Immer wieder beschreibt Efinger den Gegensatz zwischen humaner, am Patienten orientierter Pflege und den Gegebenheiten die in ihrer fiktiven Klinik vorherrschen. Man erfährt was passiert, wenn Stellen gekürzt, Schwestern überlastet und Ärzte Mangelware sind. Inwieweit diese Fiktion auf die real herrschende Situation übertragbar ist, weiß ich nicht. Schon bei der bloßen Vorstellung kann einem aber Angst und Bange werden.
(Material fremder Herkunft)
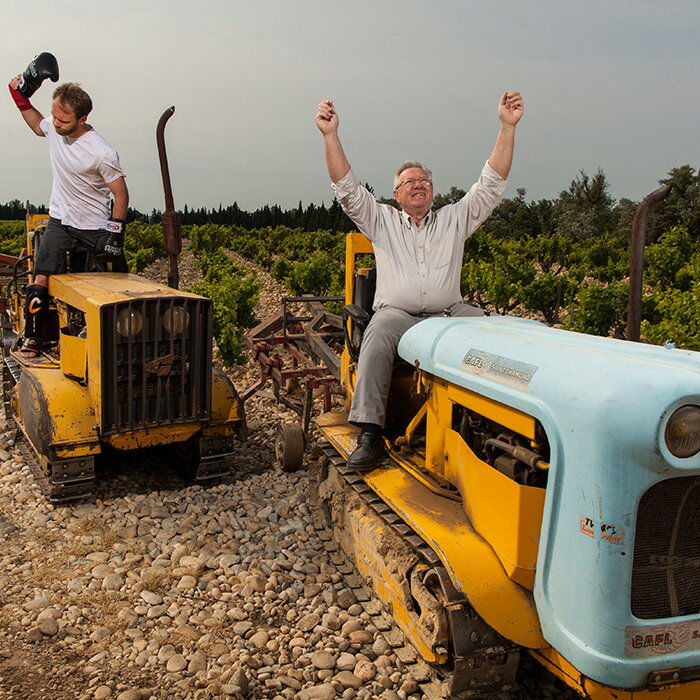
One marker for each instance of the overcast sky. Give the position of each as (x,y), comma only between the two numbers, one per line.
(607,84)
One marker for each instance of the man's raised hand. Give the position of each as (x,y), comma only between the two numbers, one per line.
(510,108)
(326,118)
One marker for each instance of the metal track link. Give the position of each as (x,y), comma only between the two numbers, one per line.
(66,480)
(484,664)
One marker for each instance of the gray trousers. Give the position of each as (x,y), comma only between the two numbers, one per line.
(376,360)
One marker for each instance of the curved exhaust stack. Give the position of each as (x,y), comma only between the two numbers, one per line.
(639,229)
(169,219)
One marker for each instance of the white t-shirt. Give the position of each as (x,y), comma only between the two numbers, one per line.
(419,267)
(82,169)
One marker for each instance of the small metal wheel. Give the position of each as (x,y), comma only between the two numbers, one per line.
(289,446)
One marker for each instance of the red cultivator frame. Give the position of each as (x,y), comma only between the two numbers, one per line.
(299,354)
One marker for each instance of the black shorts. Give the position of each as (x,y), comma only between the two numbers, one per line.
(57,240)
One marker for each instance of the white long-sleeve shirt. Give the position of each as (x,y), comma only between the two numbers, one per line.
(418,267)
(82,170)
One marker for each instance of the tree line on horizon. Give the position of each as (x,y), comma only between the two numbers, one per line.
(564,261)
(583,211)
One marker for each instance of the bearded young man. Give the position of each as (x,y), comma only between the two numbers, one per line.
(86,175)
(418,255)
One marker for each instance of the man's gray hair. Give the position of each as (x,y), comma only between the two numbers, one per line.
(410,164)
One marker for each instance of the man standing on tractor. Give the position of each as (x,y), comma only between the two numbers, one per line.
(418,254)
(86,173)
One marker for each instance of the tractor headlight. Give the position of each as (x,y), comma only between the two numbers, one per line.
(129,323)
(682,434)
(176,320)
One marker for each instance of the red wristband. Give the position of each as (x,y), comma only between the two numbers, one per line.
(23,104)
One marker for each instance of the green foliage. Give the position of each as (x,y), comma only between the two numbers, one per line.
(234,295)
(13,237)
(677,318)
(318,275)
(602,309)
(143,244)
(665,259)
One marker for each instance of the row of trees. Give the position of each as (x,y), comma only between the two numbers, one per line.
(585,210)
(564,260)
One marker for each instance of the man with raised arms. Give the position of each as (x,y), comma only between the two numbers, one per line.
(418,255)
(86,175)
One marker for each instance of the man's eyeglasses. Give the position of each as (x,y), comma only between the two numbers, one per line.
(412,183)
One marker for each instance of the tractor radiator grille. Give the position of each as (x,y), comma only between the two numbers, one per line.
(666,567)
(156,363)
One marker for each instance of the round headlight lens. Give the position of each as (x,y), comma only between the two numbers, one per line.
(176,319)
(129,323)
(682,434)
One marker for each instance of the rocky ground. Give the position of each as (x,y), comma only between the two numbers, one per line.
(163,590)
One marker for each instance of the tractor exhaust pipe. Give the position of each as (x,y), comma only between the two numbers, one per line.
(169,219)
(639,230)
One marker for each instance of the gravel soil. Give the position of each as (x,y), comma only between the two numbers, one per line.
(163,590)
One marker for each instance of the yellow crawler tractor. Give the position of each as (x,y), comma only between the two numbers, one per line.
(541,496)
(127,366)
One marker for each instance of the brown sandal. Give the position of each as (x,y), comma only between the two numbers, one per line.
(31,348)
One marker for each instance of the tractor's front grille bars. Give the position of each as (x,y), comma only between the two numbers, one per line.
(156,363)
(666,566)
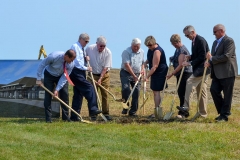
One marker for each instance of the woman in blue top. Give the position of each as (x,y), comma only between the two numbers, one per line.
(177,59)
(156,60)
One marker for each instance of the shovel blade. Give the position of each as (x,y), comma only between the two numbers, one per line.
(119,100)
(125,106)
(160,113)
(168,116)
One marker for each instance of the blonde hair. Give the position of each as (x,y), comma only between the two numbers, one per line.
(175,38)
(150,40)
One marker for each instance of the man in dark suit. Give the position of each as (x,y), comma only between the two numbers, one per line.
(196,59)
(222,60)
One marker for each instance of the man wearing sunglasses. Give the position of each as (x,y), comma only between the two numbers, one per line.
(224,69)
(196,60)
(131,67)
(82,88)
(101,62)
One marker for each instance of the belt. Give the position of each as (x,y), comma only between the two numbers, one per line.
(99,74)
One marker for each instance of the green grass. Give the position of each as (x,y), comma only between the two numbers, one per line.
(34,139)
(123,138)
Vor allem weil die Autorin mit scheinbar großem Sachverstand schreibt.

 

So möchte ich das Buch eigentlich einer großen Leserzahl empfehlen. Gleichzeitig sollte ich aber auch warnen. Menschen die zu Hypochondrie neigen sollten besser die Finger davon lassen und sich lieber alte Folgen der Schwarzwaldklinik ansehen.